Third and finally, Barr's claim that there's been no private discussion of Trump trying to stay in office and seize power despite an election loss is not reassuring precisely because of everything else he said. Trump and Barr don't need to have private discussions to plan to undermine the November election because they're doing it all in public. Barr and Trump are both spreading bogus information about voting by mail, and suggesting that Democrats will use fraud to change the results of the election. They're undermining normal and legitimate elections procedures and dismissing any criticism of them as delusional. This is how you lay the groundwork for rejecting an election result.

And Trump hasn't made a secret of the fact that he's open to rejecting the results of the election. He has said, in public:

  • "[The] only way we're going to lose this election is if the election is rigged"
  • "The Dems are trying to win an election in 2020 that they know they cannot legitimately win!"
  • Asked if he'll accept the results if he loses, he said: "I have to see. I'm not just going to say yes. I'm not going to say no. … I'm not a good loser. I don't like to lose. I don't lose too often."

So Trump already has opened the door to rejecting the election results, and Barr has opened the door to concocting false claims to legally contest the results.
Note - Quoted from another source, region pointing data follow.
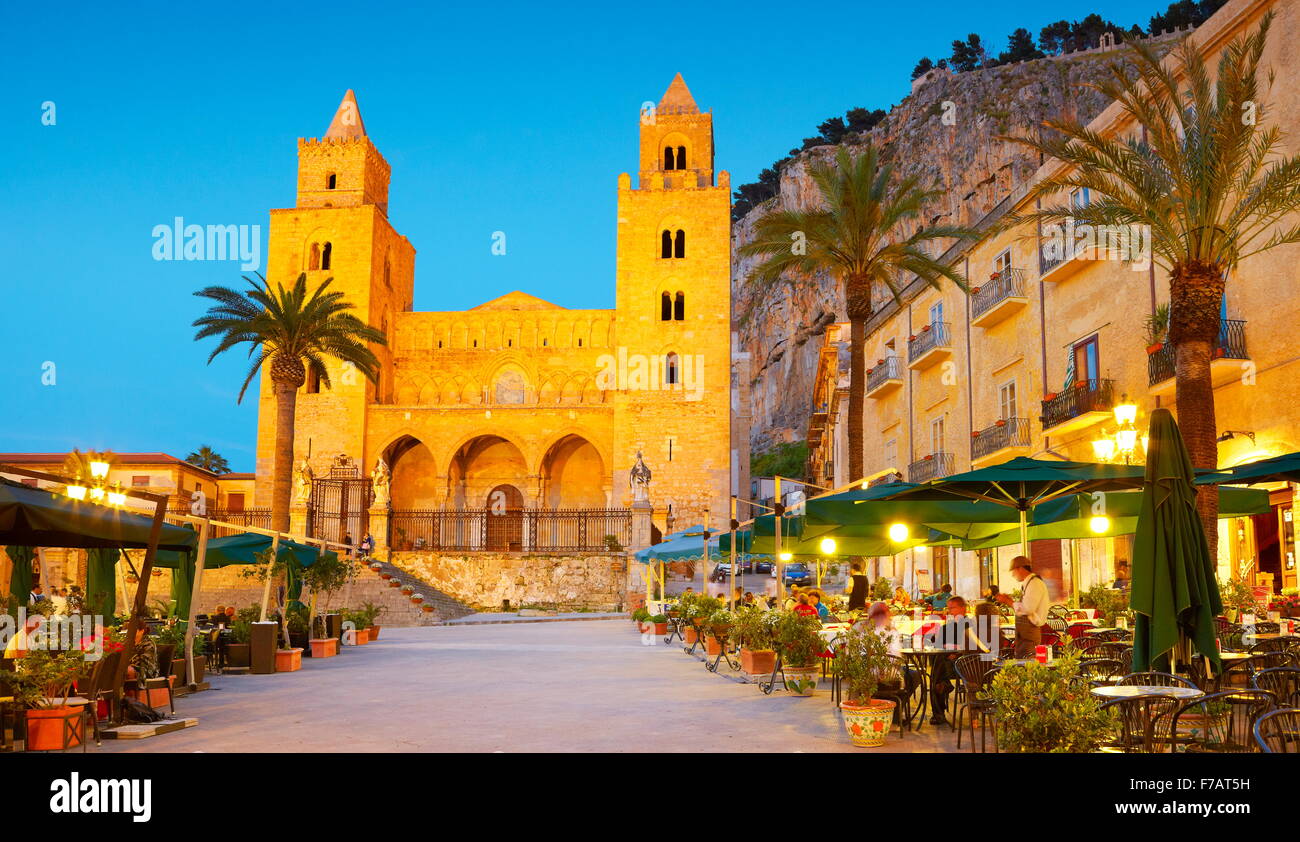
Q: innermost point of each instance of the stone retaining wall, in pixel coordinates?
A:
(596, 582)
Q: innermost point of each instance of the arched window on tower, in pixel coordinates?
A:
(671, 369)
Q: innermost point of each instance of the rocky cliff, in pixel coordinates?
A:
(781, 326)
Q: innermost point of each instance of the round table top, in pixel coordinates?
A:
(1132, 691)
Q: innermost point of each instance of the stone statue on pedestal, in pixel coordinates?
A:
(380, 481)
(640, 481)
(303, 478)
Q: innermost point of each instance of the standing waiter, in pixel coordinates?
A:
(1031, 611)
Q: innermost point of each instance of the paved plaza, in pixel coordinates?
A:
(514, 688)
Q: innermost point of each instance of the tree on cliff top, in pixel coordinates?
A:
(862, 239)
(1209, 183)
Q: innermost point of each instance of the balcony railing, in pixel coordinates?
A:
(936, 337)
(1009, 433)
(1230, 346)
(882, 373)
(1008, 283)
(525, 530)
(1093, 395)
(930, 468)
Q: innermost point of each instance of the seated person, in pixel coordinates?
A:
(823, 613)
(804, 607)
(956, 634)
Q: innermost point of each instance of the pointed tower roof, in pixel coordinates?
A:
(677, 98)
(347, 118)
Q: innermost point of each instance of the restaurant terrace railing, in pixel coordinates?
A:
(883, 372)
(931, 467)
(521, 530)
(1091, 395)
(1008, 283)
(1006, 433)
(934, 335)
(1230, 346)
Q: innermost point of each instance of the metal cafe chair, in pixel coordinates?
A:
(1278, 732)
(1283, 682)
(1227, 730)
(1138, 721)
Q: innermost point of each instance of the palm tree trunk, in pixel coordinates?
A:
(857, 396)
(281, 482)
(1196, 295)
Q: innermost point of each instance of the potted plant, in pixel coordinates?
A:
(800, 643)
(42, 684)
(757, 633)
(863, 664)
(1157, 329)
(719, 626)
(1048, 710)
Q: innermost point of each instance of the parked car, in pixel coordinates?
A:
(797, 573)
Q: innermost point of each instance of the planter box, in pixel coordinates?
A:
(237, 654)
(757, 662)
(867, 725)
(55, 729)
(289, 660)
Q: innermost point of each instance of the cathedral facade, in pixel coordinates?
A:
(519, 402)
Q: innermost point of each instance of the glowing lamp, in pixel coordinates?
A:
(1126, 413)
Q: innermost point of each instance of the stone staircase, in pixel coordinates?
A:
(398, 608)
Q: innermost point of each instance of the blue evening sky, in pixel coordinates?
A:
(512, 117)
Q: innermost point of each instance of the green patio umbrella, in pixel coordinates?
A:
(1174, 593)
(1285, 468)
(20, 582)
(1022, 484)
(102, 580)
(1071, 517)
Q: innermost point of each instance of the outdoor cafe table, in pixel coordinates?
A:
(1135, 691)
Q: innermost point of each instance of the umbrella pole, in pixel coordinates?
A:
(194, 606)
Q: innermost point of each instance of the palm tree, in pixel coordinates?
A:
(1205, 178)
(859, 238)
(208, 459)
(295, 331)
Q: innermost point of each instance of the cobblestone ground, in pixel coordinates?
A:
(537, 686)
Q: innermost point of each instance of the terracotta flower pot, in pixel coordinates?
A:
(48, 727)
(867, 724)
(757, 662)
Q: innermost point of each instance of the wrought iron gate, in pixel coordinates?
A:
(339, 508)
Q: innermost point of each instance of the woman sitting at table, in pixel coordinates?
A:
(804, 607)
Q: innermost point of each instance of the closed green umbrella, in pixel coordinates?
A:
(1174, 593)
(102, 581)
(20, 584)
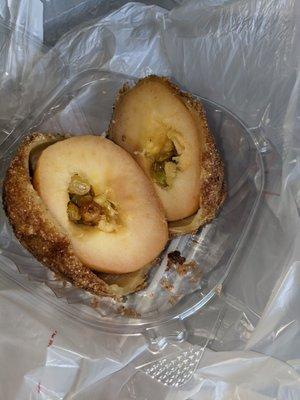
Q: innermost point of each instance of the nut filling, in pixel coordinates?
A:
(165, 157)
(87, 208)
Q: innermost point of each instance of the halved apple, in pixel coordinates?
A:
(44, 226)
(122, 226)
(167, 133)
(152, 123)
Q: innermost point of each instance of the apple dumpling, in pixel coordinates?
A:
(165, 130)
(84, 208)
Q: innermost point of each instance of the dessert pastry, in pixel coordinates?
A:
(166, 131)
(83, 207)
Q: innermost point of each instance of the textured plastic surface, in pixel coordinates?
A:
(245, 56)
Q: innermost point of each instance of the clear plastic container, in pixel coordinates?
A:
(83, 105)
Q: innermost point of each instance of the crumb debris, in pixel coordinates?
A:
(166, 284)
(174, 299)
(175, 257)
(94, 302)
(128, 312)
(186, 267)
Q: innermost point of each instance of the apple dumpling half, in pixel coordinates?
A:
(82, 206)
(166, 131)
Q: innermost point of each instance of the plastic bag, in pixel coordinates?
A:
(242, 55)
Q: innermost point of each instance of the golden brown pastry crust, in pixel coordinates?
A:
(34, 226)
(213, 186)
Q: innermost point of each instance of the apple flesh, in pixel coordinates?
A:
(154, 125)
(143, 231)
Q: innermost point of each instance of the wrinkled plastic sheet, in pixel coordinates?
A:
(243, 55)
The plan is perfectly clear, the only question remaining is what they think they can get away with and how far they'll push it.

"AG Barr has gone off the rails," said Slate's Mark Joseph Stern, a legal reporter and critic of the attorney general. "He is spreading dangerous disinformation about voter fraud designed to undermine the legitimacy of the election. And he remains the chief law enforcement officer of the United States. His slide into delusional paranoia is profoundly alarming."

"This from Attorney General Barr continues to be extremely incorrect and harmful," said reporter Grace Panetta. "You absolutely do still have a secret when you vote by mail because you sign the envelope your ballot comes in, not the actual ballot itself. The envelope and the ballot are kept separate."